The interior is entered through a porch in the tower and a lobby. An open timber wagon roof spans the space above pitched pine pews and heritors boxes. Decorative barley sugar balusters ornament the steps to the pulpit, and a pierced timber communion table is provided. A pointed arched arcade opens to the north transept, with a painted organ located in the left arch. The north transept has a shouldered arched arcaded east wall to the Arniston Aisle with a door to the left. A pierced timber screen and round arch with scalloped capitals lead to the apse. The south transept has a pointed tunnel roof, a 19th-century wall-tomb with a gothic carved surround on the west wall, a segmental arched tomb on the south wall below the window, and an aumbry and piscina on the east wall with a door to the right.
Three churches have stood within the walls of Borthwick Churchyard. The first church, built before 1153, was known as "Lochfeureur" and dedicated to St. Kentigern (also known as St. Mungo). David I granted it to the Priory of Scone in the diocese of St. Andrews, remaining under that authority until 1283 when it became an independent rectory. Around the 1430s, probably at the time Borthwick Castle was being constructed, the Borthwick family commissioned the South Aisle. The carved stone flora adorning the eaves cornice is thought to have been inspired by foliage found locally and also seen at Rosslyn and Crichton. The grotesques interspersed among the flora represent joy, grief, mockery, surprise, cunning, singing, resignation, merriment, and death. Effigies of a knight and his lady—suggested to be William, 1st Lord Borthwick (died 1470), and his wife—were originally in a wall tomb in this aisle and are now in the nave. In 1449 the church was annexed by Sir William Crichton to the prebend of the new collegiate church at Crichton, only regaining independence in 1596 through a petition by the authority of James VI, when it became known as Borthwick Church.

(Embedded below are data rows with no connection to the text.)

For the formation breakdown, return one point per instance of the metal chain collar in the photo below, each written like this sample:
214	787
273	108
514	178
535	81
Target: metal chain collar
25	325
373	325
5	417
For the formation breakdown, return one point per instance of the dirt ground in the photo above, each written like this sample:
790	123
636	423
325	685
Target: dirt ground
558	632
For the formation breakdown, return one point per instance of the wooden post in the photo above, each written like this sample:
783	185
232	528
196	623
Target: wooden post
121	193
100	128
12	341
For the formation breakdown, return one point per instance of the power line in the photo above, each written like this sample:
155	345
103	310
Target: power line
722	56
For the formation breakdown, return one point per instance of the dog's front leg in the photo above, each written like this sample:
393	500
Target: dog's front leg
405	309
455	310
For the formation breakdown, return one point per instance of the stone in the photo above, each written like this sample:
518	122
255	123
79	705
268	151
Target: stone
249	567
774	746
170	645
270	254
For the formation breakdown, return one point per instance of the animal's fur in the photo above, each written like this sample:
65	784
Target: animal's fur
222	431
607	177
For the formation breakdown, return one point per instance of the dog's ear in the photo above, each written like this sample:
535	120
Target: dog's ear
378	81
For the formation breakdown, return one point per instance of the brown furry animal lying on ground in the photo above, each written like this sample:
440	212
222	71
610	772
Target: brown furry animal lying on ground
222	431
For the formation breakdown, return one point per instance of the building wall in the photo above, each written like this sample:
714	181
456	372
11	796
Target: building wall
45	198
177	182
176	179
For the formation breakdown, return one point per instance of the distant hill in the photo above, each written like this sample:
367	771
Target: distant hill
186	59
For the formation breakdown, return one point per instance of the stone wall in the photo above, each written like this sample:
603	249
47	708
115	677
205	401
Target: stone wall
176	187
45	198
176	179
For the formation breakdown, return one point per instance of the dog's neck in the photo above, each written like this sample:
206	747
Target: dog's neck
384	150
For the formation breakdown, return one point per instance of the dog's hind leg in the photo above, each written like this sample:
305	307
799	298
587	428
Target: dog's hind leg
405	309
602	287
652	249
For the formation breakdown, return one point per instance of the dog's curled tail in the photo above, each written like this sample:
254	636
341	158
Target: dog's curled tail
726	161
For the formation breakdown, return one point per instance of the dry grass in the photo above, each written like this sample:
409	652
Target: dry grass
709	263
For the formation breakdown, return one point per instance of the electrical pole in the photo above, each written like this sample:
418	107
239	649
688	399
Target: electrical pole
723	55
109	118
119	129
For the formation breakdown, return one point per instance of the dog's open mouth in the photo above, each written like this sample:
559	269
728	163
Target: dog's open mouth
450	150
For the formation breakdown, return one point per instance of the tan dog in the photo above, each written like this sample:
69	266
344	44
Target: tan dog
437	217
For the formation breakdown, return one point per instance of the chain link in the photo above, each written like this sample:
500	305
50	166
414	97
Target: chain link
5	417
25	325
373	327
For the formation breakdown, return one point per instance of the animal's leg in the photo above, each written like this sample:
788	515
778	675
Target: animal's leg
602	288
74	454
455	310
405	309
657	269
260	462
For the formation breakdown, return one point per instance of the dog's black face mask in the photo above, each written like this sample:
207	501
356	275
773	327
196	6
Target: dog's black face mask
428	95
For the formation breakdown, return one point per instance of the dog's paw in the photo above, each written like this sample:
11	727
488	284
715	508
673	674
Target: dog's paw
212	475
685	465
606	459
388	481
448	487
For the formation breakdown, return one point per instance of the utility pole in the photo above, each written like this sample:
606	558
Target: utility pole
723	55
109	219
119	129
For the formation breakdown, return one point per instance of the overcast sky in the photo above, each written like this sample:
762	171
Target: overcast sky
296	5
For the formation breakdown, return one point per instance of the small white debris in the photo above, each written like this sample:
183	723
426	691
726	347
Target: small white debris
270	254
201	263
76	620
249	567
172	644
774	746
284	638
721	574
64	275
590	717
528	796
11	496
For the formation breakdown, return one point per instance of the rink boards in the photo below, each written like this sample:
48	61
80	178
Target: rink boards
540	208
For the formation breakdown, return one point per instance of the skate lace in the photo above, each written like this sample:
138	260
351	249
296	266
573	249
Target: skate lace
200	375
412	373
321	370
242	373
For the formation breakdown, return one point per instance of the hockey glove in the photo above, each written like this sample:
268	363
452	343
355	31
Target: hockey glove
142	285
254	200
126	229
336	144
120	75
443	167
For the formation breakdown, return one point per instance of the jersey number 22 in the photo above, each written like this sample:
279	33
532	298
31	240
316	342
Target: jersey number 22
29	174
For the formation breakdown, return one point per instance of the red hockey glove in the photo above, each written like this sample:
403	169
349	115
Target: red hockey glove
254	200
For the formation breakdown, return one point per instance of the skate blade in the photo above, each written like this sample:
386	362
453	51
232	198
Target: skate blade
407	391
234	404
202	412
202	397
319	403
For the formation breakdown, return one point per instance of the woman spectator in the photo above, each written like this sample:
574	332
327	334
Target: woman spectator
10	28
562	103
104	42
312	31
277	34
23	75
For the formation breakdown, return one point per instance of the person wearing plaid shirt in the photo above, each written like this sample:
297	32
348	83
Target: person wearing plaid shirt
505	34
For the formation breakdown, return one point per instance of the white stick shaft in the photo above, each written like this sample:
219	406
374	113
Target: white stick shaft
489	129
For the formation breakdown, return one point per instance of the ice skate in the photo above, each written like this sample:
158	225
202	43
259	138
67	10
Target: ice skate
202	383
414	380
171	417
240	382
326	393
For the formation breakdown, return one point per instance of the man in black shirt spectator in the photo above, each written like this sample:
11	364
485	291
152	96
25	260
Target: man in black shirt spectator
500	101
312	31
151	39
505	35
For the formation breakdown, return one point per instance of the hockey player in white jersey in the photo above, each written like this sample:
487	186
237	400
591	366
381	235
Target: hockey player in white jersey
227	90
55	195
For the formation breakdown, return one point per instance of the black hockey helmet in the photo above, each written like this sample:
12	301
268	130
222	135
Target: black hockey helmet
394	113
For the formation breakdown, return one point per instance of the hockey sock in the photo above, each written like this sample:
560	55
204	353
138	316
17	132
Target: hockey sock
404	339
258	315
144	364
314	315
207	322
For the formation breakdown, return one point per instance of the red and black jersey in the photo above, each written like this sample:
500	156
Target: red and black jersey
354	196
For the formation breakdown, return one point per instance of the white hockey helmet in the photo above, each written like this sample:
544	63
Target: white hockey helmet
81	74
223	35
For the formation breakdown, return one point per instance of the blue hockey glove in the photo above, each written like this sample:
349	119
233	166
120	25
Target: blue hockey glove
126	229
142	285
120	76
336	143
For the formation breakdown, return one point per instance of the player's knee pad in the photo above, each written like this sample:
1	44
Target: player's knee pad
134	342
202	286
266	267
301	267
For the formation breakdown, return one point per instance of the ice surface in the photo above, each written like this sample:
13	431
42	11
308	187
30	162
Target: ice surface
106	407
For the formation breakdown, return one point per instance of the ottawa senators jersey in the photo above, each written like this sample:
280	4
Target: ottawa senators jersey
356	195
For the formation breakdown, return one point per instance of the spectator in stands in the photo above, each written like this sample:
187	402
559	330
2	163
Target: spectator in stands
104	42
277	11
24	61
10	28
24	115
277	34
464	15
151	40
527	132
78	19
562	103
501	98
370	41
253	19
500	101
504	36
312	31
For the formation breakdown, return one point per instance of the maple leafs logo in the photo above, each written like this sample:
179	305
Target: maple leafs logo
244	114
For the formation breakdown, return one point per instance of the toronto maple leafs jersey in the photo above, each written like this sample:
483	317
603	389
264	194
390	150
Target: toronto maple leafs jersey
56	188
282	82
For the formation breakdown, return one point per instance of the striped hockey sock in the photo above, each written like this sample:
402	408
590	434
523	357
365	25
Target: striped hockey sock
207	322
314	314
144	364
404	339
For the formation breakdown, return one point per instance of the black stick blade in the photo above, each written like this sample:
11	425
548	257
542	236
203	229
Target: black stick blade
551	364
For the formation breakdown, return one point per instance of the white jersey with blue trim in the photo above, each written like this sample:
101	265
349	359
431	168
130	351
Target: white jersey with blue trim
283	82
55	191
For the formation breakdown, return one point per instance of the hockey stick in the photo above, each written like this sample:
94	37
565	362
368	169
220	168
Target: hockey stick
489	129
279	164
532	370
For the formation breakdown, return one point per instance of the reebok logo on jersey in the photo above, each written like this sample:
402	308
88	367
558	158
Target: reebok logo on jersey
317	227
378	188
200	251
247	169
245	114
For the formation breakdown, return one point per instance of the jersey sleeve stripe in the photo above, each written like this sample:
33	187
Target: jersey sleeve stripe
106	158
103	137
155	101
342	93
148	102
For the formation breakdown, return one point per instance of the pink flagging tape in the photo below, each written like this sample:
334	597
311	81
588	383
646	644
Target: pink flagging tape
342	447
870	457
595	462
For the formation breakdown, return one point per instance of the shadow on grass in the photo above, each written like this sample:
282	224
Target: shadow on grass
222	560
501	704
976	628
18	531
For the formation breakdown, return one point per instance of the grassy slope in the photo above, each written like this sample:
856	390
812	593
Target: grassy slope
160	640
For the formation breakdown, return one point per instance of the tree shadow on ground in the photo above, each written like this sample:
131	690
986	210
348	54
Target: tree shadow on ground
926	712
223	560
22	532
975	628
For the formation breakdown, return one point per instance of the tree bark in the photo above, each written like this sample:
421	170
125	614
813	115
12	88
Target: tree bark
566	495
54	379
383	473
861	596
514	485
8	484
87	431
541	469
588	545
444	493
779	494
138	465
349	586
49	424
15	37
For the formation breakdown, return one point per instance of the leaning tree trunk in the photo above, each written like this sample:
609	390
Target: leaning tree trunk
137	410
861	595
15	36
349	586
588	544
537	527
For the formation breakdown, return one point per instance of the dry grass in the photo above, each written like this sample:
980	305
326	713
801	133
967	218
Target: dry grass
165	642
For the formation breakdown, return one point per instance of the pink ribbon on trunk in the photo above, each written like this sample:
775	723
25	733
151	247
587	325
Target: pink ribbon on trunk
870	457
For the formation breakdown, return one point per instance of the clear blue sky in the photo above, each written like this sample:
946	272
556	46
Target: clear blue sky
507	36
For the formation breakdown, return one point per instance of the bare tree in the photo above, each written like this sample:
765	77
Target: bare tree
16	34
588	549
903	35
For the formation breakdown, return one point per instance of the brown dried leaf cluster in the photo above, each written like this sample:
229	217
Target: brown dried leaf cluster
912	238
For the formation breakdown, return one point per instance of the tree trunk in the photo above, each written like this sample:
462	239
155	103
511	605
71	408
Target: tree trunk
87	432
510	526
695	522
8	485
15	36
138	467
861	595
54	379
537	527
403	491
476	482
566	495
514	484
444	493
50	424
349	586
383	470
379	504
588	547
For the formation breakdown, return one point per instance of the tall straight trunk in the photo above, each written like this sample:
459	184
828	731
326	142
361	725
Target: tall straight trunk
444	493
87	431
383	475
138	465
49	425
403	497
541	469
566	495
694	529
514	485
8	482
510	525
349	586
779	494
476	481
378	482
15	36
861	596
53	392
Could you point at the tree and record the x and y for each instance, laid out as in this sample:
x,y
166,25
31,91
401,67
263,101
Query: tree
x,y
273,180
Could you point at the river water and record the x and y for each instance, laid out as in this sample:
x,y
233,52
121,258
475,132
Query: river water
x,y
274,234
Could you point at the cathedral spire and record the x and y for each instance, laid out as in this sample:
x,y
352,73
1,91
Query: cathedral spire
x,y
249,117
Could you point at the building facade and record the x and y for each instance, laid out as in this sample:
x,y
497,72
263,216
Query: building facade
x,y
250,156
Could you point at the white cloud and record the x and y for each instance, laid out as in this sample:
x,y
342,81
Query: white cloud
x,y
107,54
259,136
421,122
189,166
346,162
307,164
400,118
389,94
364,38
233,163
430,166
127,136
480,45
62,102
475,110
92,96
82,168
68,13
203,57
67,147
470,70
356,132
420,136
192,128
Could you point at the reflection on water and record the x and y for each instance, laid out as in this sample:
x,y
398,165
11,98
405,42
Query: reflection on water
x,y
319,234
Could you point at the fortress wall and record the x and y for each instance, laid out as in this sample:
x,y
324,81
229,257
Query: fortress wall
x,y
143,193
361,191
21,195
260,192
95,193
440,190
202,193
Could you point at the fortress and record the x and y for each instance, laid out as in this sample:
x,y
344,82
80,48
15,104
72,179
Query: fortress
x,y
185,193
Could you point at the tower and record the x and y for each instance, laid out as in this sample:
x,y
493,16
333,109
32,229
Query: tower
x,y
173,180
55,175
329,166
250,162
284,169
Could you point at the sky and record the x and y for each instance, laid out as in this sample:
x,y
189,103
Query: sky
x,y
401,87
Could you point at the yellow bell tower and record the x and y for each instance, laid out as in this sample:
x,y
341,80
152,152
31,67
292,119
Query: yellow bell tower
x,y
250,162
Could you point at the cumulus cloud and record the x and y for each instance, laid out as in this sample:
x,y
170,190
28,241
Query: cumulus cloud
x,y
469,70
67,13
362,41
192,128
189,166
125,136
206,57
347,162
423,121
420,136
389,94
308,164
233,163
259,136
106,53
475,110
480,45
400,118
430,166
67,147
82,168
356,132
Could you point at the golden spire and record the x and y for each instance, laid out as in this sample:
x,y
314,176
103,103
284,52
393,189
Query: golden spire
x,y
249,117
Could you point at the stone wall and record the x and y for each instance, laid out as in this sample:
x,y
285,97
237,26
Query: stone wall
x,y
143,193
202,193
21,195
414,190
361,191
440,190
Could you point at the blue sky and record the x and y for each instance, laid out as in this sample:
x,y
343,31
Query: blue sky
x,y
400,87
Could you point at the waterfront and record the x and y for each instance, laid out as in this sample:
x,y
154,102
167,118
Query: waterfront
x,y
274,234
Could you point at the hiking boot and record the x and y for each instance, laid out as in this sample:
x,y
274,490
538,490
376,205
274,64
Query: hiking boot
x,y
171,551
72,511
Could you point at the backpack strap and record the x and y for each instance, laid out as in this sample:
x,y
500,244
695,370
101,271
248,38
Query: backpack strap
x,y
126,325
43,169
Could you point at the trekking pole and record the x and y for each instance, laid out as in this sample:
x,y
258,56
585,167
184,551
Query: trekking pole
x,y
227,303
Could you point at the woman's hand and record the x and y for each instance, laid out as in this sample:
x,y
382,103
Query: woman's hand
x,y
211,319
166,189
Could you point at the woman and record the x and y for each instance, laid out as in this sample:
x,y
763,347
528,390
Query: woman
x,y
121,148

The first church burned down in 1775, leaving little more than the medieval apse. The second church was built in the north west corner of the churchyard near the present gate. Described in the Statistical Account as "neat, commodious and substantial," a sketch in the Heritors Minutes shows it was simple in form with a piended roof and an ogee-roofed tower. This building's life was short; by 1860 the growing congregation necessitated a new building. David Kidd, inventor of the gummed envelope and proprietor of Inveresk Paper Mills, offered £3,400 towards the construction of a church in memory of his parents, which explains why the Kidd crest appears on the north wall. To keep costs within this sum, the 15th-century south aisle was converted into the vestry, and the remains of the original church—essentially the medieval apse—were incorporated into the new building. The resulting structure is unmistakably Victorian yet retains hints of its medieval roots. Since 1981 various parts of the church have undergone restoration.